Authors: Eva Ibbotson
Hubert-Henry was small and lightly built with jet-black hair, olive skin and huge, very dark eyes. Something about the graceful way he moved and the wary look on his face reminded her of pictures she had seen of the children of South America who made their home among the vines and orchids and broad-leaved trees of the tropical forest.
The old man with the handlebar moustache now spoke. ‘This is Hubert-Henry,’ he said in a braying voice. ‘As you see he was not born an English gentleman – but we mean to see that he becomes one, eh, Hubert?’
And as he dug the silent little boy in the ribs, Aunt Coral saw a look of such hatred pass over the child’s face that she took a step backwards and hit her backside on the big brass gong. At which point Hubert-Henry threw back his head and laughed.
Half an hour later, they sat side by side in a large black car on the way to Hubert’s school. The car was a closed limo and was the kind you hire for weddings and funerals, with a glass partition sealing off the chauffeur. It was a three-hour journey to Berkshire but the driver had refused to take Hubert-Henry by himself, so Aunt Coral was to deliver him to Greymarsh Towers and hand him over to the matron.

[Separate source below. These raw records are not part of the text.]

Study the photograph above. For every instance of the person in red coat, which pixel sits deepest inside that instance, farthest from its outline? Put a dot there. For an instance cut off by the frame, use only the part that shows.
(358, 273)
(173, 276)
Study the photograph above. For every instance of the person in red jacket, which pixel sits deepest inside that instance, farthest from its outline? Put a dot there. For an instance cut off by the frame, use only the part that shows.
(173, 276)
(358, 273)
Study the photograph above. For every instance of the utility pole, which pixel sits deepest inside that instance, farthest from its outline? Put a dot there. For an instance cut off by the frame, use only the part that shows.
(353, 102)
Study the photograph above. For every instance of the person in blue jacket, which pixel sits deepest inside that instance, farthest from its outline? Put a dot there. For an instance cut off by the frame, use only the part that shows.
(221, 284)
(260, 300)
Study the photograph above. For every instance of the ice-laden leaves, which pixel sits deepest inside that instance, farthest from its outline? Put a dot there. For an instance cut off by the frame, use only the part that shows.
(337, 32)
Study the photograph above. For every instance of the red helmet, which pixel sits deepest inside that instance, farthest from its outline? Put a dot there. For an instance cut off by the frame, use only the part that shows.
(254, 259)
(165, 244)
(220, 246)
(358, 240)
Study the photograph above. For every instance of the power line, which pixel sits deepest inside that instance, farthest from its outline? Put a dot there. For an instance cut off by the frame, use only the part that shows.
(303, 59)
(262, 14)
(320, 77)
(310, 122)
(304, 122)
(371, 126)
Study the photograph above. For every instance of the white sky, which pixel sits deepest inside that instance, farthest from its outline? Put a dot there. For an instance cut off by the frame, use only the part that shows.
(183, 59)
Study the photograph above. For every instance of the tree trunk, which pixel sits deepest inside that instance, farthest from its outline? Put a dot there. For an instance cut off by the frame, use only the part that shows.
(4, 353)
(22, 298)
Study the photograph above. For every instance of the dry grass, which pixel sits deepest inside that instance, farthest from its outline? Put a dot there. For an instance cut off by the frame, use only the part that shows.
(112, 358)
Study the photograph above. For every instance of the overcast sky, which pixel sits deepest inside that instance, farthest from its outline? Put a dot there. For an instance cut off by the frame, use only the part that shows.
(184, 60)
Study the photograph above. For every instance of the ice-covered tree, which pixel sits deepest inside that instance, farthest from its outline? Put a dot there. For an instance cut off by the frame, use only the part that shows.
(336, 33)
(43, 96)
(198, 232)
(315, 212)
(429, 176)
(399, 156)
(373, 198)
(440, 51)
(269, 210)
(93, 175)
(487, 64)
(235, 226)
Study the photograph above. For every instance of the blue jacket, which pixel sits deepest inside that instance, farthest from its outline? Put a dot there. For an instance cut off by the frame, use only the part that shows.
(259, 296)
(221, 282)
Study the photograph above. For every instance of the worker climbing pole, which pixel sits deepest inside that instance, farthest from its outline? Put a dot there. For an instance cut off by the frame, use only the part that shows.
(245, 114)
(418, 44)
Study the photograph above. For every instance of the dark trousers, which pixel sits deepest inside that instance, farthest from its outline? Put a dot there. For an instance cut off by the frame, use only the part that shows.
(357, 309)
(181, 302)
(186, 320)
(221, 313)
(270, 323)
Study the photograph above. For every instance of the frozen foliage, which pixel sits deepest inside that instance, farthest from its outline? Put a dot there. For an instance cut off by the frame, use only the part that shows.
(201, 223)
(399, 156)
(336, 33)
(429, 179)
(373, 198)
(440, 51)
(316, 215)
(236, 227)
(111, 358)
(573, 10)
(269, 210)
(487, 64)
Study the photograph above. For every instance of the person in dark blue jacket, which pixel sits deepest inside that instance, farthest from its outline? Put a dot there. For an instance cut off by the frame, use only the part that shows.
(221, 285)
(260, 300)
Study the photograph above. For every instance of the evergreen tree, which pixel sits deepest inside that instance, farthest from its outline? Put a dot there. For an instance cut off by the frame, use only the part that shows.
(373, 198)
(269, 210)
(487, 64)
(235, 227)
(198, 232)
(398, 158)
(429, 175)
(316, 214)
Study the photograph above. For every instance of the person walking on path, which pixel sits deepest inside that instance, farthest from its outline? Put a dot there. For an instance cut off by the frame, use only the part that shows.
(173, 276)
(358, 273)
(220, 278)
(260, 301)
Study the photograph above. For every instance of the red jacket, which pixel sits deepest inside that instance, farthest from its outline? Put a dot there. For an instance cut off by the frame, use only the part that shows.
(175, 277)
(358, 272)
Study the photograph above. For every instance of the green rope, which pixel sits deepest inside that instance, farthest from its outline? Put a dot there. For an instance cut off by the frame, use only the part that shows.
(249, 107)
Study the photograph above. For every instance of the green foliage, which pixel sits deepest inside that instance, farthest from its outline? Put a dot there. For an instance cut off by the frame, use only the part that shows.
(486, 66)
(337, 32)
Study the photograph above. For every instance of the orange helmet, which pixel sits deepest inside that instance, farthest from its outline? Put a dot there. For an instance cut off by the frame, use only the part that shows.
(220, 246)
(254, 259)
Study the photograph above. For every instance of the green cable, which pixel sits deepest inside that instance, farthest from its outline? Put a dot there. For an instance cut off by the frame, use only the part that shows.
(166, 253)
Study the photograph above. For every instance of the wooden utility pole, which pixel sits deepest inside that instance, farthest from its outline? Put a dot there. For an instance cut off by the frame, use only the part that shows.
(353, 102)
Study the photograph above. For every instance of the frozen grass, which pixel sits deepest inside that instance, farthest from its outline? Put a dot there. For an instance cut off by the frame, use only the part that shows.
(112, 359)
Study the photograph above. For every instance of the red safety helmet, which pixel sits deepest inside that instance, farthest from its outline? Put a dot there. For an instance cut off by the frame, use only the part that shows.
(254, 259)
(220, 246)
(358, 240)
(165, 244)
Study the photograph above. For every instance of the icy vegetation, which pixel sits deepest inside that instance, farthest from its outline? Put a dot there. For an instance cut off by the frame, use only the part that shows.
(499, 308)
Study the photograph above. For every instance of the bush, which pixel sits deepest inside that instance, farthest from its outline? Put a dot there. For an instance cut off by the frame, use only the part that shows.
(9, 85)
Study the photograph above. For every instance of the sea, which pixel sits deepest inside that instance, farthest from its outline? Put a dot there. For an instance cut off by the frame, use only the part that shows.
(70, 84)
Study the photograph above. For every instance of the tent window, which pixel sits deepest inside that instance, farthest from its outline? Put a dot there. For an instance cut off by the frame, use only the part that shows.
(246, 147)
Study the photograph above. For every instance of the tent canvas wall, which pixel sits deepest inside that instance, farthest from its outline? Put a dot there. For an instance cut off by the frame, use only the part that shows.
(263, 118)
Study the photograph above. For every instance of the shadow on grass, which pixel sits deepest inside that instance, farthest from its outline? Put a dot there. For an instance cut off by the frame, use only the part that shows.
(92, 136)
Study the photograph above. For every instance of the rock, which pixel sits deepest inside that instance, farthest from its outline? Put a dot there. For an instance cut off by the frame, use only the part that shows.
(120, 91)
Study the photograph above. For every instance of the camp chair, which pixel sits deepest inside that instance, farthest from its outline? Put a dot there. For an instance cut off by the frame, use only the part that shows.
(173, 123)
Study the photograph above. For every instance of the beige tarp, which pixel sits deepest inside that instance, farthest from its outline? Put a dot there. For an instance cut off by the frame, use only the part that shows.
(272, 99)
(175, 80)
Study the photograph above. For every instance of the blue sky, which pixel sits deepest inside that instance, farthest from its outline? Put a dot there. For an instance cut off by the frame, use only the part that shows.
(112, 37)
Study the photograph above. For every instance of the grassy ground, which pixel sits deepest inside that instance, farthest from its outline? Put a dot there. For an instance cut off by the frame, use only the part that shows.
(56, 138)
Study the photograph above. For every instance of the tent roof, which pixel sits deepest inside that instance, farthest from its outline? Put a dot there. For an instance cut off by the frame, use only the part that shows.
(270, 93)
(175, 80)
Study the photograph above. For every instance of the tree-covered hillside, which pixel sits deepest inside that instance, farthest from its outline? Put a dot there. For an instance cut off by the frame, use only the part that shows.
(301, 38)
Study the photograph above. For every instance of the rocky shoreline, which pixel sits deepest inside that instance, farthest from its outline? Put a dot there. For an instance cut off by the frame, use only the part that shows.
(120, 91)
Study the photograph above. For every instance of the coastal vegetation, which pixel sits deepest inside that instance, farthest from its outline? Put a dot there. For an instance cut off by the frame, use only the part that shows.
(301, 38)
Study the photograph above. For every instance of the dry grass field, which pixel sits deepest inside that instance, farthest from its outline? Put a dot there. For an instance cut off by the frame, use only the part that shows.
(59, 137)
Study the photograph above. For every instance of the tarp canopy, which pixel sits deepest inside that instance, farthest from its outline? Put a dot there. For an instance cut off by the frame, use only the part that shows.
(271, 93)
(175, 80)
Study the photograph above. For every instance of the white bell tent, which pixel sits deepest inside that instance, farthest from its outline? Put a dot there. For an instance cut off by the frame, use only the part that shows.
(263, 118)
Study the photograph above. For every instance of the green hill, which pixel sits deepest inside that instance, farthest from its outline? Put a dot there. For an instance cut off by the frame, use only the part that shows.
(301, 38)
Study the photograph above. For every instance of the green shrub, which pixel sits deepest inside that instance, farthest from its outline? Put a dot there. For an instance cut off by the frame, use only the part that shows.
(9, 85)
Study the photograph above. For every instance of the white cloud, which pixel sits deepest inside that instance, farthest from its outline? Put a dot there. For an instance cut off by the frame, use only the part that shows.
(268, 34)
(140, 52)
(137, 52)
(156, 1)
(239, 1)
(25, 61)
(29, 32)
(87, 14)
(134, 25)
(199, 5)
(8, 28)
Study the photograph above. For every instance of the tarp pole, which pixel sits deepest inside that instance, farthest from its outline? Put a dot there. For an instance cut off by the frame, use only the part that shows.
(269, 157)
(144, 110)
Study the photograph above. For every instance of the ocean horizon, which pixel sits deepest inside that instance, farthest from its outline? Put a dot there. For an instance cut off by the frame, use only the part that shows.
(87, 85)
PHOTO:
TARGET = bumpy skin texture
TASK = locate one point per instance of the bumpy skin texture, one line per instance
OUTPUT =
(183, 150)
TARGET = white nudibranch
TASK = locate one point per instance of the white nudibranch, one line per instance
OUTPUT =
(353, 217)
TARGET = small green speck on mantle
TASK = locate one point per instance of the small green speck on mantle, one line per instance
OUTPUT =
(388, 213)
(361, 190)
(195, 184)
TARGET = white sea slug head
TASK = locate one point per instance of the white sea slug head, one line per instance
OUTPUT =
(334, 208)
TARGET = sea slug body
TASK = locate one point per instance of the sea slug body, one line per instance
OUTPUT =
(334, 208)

The little boy, it seemed, had tried to jump from the train and run away the last time they took him back to his boarding school.
‘Are you really called Hubert-Henry?’ asked Aunt Coral as they began to leave London behind.
‘No.’
‘What are you called?’
‘Fabio.’
He had a slight accent. Spanish, perhaps? Or Portuguese?
She hoped he would say more but he sat silent and sulky. Then: ‘I said I’d bash the next aunt they fobbed me off with. Bash her really hard.’
‘Oh, I wouldn’t do that,’ said Coral. ‘I’ve got a kick like a mule. It’s the hair, you see?’
‘What hair?’
‘The hair on my legs. We’ve all got hairy legs, me and my sisters. Hair gives you strength; it says so in the Bible. Samson and all that.’
But she wasn’t really thinking about what she was saying. Aunt Coral was a little bit psychic, as artistic people so often are – which means that she sometimes knew things without knowing how she knew them – and now she dug into her basket, took out a pad and a piece or charcoal and began to draw.
Fabio, still sulky, turned his head away. When she had finished, she put the picture down on the seat between them. Presently she heard a little gasp. The boy had seized the paper and was devouring it with his eyes, and she saw a single tear run down his cheek.
‘Is that what your home was like?’ she asked gently.
Fabio nodded. ‘The tree’s right; it was a papaya, and the monkey … he was a capuchin and I tamed him. But there were three huts joined together, not just one – we lived in the end one closest to the river. The chickens were ours but the goat belonged to my uncle in the middle house. You’ve got the pig right, but his stomach was even bigger – it touched the ground.’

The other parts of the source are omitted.